Today, Gustave Eiffel gives inventive minds a lift. The University of Houston's College of Engineering presents this series about the machines that make our civilization run, and the people whose ingenuity created them.

Eiffel opened his famous Tower at the 1889 Paris Exhibition. While he was building it, inventors were trying to give birth to the electric elevator. Ten years later he probably would have used an electric elevator, but for now he had a problem. And solving it created a great design laboratory.

Carrying people a thousand feet into the sky was daunting enough, but Eiffel's worst problem was at the base of the Tower. The four legs spread out, leaving a great open archway through the base. The arch was well over a hundred feet high and more than 200 feet across. An elevator shaft in the middle of that lovely arcade was unthinkable.

Hydraulic-drive cable elevators were well known. They'd never been used on such a scale, but there was no reason not to use them. Eiffel hired a French firm to build one for the 550-foot run from the second landing to the top of the Tower -- one that began 380 feet above the ground. He had a much harder time finding someone to fit an elevator into the curved lower legs of the Tower.

Eiffel finally rejected a wild English screw-driven system and turned to the American Elisha Otis. Otis was ready for him. He was sure no one else could do the job, so he had simply designed a system and then sat back to wait for Eiffel's call.

Otis made two huge hydraulic cable elevators for two opposing legs. They were half elevator, half inclined railroad -- very big and very complicated.

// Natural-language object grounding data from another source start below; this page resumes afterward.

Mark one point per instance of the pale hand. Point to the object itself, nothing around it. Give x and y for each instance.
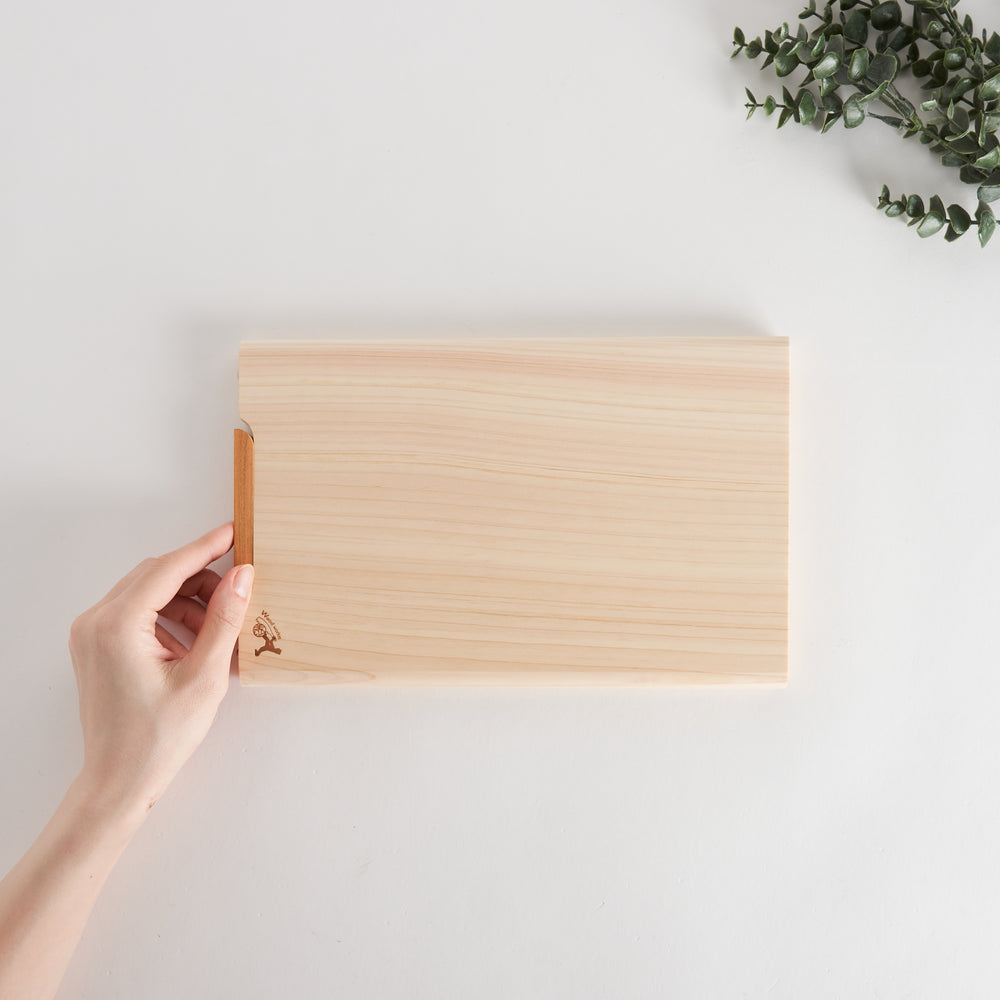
(146, 701)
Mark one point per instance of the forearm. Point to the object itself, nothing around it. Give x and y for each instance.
(46, 898)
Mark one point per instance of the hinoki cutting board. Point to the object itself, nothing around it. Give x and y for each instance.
(553, 512)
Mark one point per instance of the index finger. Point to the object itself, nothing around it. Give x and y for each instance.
(157, 581)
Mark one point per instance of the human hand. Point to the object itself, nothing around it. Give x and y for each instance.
(146, 701)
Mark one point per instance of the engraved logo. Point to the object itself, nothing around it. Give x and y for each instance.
(265, 629)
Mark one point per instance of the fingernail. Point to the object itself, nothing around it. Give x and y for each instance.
(243, 581)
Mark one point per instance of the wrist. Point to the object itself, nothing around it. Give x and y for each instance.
(101, 808)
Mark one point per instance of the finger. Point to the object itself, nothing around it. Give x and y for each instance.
(162, 578)
(169, 642)
(213, 648)
(202, 585)
(187, 612)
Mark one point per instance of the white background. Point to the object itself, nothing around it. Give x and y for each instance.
(177, 177)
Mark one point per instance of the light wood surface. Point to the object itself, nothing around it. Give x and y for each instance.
(242, 497)
(557, 512)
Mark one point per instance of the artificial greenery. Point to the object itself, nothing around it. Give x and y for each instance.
(854, 55)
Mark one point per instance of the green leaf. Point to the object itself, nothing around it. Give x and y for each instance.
(785, 61)
(990, 90)
(854, 112)
(960, 219)
(806, 107)
(930, 224)
(827, 66)
(988, 162)
(987, 223)
(888, 119)
(886, 16)
(858, 65)
(962, 87)
(954, 59)
(875, 94)
(884, 67)
(856, 27)
(992, 48)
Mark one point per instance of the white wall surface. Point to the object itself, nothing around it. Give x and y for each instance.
(175, 178)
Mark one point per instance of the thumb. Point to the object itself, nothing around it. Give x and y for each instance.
(213, 648)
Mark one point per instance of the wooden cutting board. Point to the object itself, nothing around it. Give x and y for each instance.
(508, 512)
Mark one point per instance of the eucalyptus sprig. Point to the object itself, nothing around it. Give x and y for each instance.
(854, 54)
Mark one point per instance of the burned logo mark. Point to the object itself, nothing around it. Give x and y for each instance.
(265, 629)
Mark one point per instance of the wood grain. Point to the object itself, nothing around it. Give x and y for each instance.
(242, 497)
(558, 512)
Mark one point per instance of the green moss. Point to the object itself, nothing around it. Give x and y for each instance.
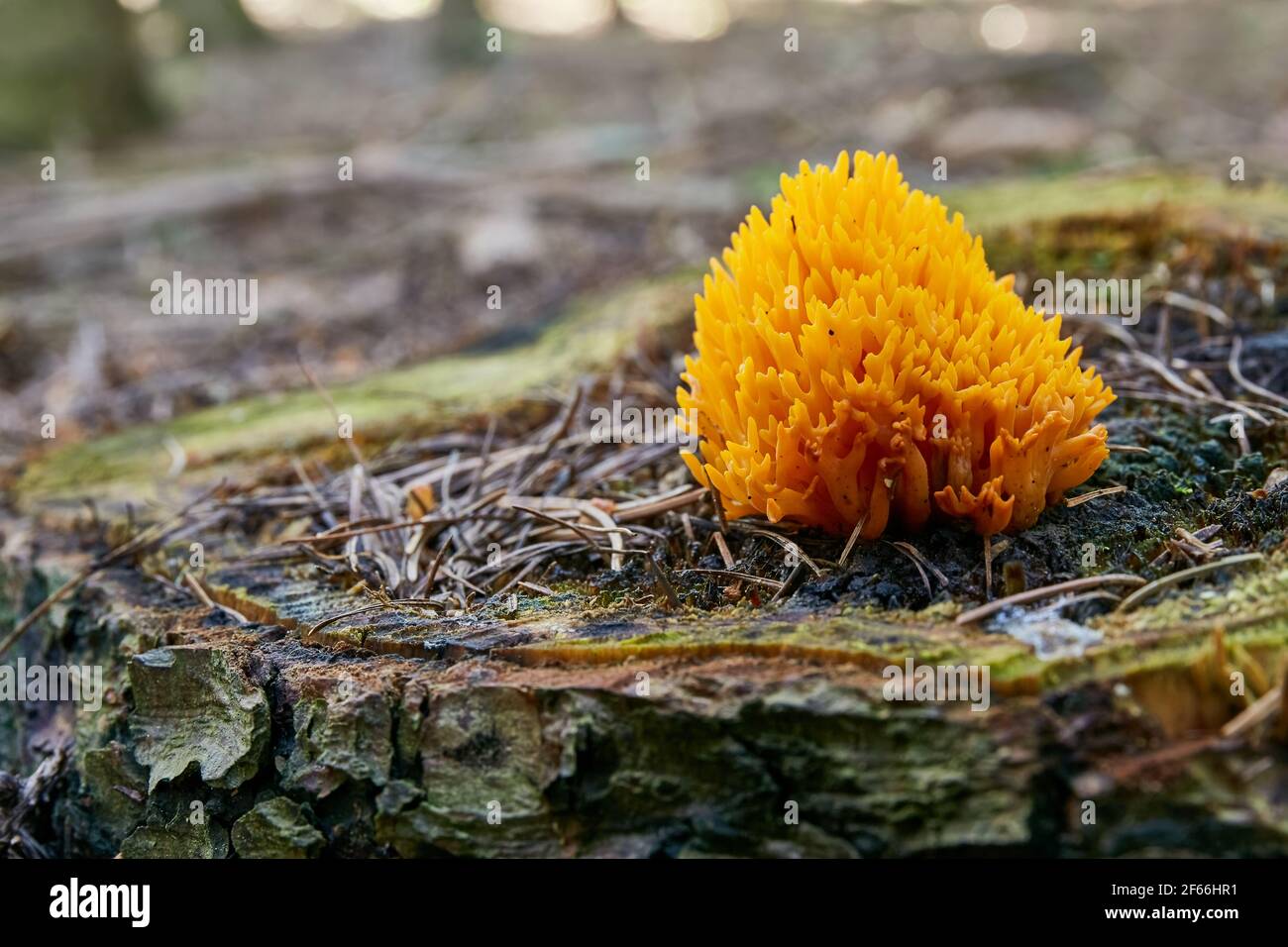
(417, 399)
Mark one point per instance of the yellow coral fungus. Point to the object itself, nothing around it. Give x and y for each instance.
(858, 363)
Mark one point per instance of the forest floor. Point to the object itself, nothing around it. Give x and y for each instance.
(566, 633)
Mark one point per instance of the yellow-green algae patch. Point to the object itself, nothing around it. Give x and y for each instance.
(1249, 616)
(419, 399)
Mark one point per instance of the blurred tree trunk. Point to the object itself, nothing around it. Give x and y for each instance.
(68, 68)
(224, 21)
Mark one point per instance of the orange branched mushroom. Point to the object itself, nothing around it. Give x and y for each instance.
(858, 363)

They were also beautiful machines that drew crowds at the Exhibition.

French nationalism demanded that French elevators be put into the other two legs. Someone came up with a clumsy, but wildly inventive, chain-drive elevator that went only to the first platform. Later Eiffel muttered that its only merit was looking safe enough to satisfy bureaucrats. Those French elevators were the first to be replaced after the Exhibition.

The Otis elevators were avant-garde technology. But before WW-I they also gave way to simpler systems. The surprise was the French elevator in the upper part of the Tower. Once the longest elevator run ever built, it'd gone in with little fuss. It would've been replaced with an electric elevator when cold weather kept freezing its hydraulic drive; but someone added antifreeze, and it kept running for a century.

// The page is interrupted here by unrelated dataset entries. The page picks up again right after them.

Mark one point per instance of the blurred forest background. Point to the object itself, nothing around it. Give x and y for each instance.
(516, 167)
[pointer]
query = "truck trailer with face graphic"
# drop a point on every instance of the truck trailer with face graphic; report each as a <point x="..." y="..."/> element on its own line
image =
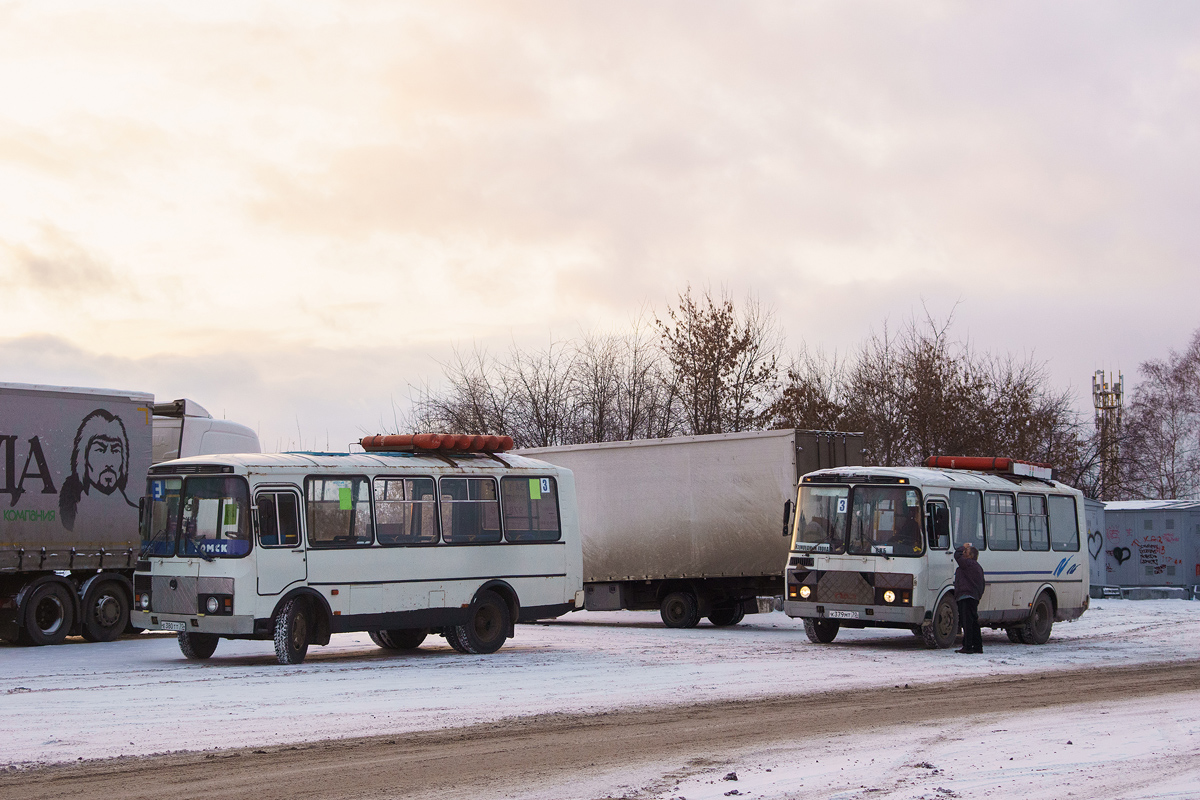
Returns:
<point x="72" y="465"/>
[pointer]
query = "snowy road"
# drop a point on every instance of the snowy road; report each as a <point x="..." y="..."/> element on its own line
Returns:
<point x="138" y="696"/>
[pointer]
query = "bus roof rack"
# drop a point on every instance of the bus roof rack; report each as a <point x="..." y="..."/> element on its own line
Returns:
<point x="439" y="443"/>
<point x="988" y="464"/>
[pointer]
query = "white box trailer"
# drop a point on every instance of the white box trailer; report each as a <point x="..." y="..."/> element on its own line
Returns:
<point x="691" y="525"/>
<point x="73" y="465"/>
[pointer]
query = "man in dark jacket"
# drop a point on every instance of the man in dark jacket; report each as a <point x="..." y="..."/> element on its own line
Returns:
<point x="969" y="585"/>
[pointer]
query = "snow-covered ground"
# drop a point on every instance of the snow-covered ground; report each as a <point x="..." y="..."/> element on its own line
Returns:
<point x="139" y="696"/>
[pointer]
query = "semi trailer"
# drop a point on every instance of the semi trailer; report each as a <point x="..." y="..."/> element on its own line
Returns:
<point x="73" y="464"/>
<point x="693" y="527"/>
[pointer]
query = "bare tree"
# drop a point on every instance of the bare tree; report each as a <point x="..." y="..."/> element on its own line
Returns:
<point x="1164" y="427"/>
<point x="724" y="361"/>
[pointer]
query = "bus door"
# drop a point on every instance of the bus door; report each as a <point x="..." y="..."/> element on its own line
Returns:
<point x="940" y="560"/>
<point x="281" y="557"/>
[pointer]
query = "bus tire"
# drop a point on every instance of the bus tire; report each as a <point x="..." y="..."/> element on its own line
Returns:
<point x="1037" y="627"/>
<point x="293" y="632"/>
<point x="679" y="609"/>
<point x="940" y="631"/>
<point x="106" y="612"/>
<point x="198" y="647"/>
<point x="48" y="614"/>
<point x="821" y="631"/>
<point x="726" y="615"/>
<point x="451" y="633"/>
<point x="487" y="627"/>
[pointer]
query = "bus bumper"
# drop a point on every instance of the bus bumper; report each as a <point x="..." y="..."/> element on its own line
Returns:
<point x="853" y="615"/>
<point x="193" y="623"/>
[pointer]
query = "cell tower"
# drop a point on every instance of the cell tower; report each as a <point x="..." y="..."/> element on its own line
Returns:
<point x="1108" y="396"/>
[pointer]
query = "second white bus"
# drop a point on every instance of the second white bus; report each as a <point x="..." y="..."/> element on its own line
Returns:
<point x="294" y="547"/>
<point x="874" y="547"/>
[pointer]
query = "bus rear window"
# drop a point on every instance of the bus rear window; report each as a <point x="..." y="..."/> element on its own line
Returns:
<point x="531" y="509"/>
<point x="1063" y="524"/>
<point x="821" y="519"/>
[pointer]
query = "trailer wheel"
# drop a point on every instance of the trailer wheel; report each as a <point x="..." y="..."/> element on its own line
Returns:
<point x="679" y="609"/>
<point x="451" y="633"/>
<point x="821" y="631"/>
<point x="1037" y="627"/>
<point x="293" y="632"/>
<point x="106" y="612"/>
<point x="726" y="615"/>
<point x="940" y="631"/>
<point x="198" y="647"/>
<point x="489" y="625"/>
<point x="48" y="614"/>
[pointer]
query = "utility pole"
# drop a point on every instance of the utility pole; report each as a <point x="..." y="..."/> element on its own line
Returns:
<point x="1108" y="397"/>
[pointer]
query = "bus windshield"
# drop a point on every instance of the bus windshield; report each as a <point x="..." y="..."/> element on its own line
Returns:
<point x="886" y="521"/>
<point x="821" y="521"/>
<point x="205" y="517"/>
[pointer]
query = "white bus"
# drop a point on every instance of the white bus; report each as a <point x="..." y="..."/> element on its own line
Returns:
<point x="294" y="547"/>
<point x="874" y="547"/>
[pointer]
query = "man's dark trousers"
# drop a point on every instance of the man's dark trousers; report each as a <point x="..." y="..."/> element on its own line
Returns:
<point x="969" y="615"/>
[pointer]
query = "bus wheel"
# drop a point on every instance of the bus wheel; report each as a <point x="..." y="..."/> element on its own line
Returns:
<point x="198" y="647"/>
<point x="679" y="609"/>
<point x="401" y="638"/>
<point x="940" y="631"/>
<point x="48" y="615"/>
<point x="106" y="612"/>
<point x="1037" y="627"/>
<point x="727" y="615"/>
<point x="451" y="633"/>
<point x="292" y="632"/>
<point x="821" y="631"/>
<point x="489" y="624"/>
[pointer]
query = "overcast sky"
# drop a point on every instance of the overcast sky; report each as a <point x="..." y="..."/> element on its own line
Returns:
<point x="292" y="211"/>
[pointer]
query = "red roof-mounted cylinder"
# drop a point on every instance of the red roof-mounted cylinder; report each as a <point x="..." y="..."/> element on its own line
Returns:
<point x="978" y="463"/>
<point x="435" y="443"/>
<point x="987" y="464"/>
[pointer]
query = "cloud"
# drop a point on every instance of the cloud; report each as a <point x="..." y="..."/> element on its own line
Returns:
<point x="58" y="268"/>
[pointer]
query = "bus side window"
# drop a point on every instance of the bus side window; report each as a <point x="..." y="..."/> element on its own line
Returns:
<point x="1063" y="524"/>
<point x="531" y="509"/>
<point x="268" y="521"/>
<point x="937" y="523"/>
<point x="471" y="510"/>
<point x="966" y="518"/>
<point x="289" y="518"/>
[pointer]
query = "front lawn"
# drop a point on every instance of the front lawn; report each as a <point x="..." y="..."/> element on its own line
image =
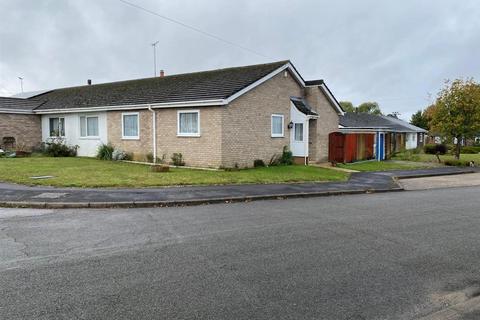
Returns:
<point x="464" y="157"/>
<point x="381" y="165"/>
<point x="87" y="172"/>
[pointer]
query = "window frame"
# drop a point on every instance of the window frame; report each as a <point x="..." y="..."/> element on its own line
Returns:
<point x="124" y="137"/>
<point x="86" y="136"/>
<point x="50" y="129"/>
<point x="277" y="135"/>
<point x="188" y="134"/>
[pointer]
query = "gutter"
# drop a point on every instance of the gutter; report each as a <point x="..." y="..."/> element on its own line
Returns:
<point x="154" y="133"/>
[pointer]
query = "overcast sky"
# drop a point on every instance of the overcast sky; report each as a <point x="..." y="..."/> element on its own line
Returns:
<point x="397" y="53"/>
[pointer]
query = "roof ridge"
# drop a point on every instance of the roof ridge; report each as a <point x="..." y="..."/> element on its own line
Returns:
<point x="280" y="62"/>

The rising Eiffel Tower clearly heralded a new age in high-rise thinking, and it drew in ideas. Some died on the drawing board. Some survived. But inventors knew that when the Tower was finished, buildings would never be quite the same again.

I'm John Lienhard, at the University of Houston, where we're interested in the way inventive minds work.

(Theme music)

Vogel, Robert M., Elevator Systems of the Eiffel Tower, 1889. United States National Museum Bulletin 228, Washington, D.C.: Smithsonian Institution, 1961.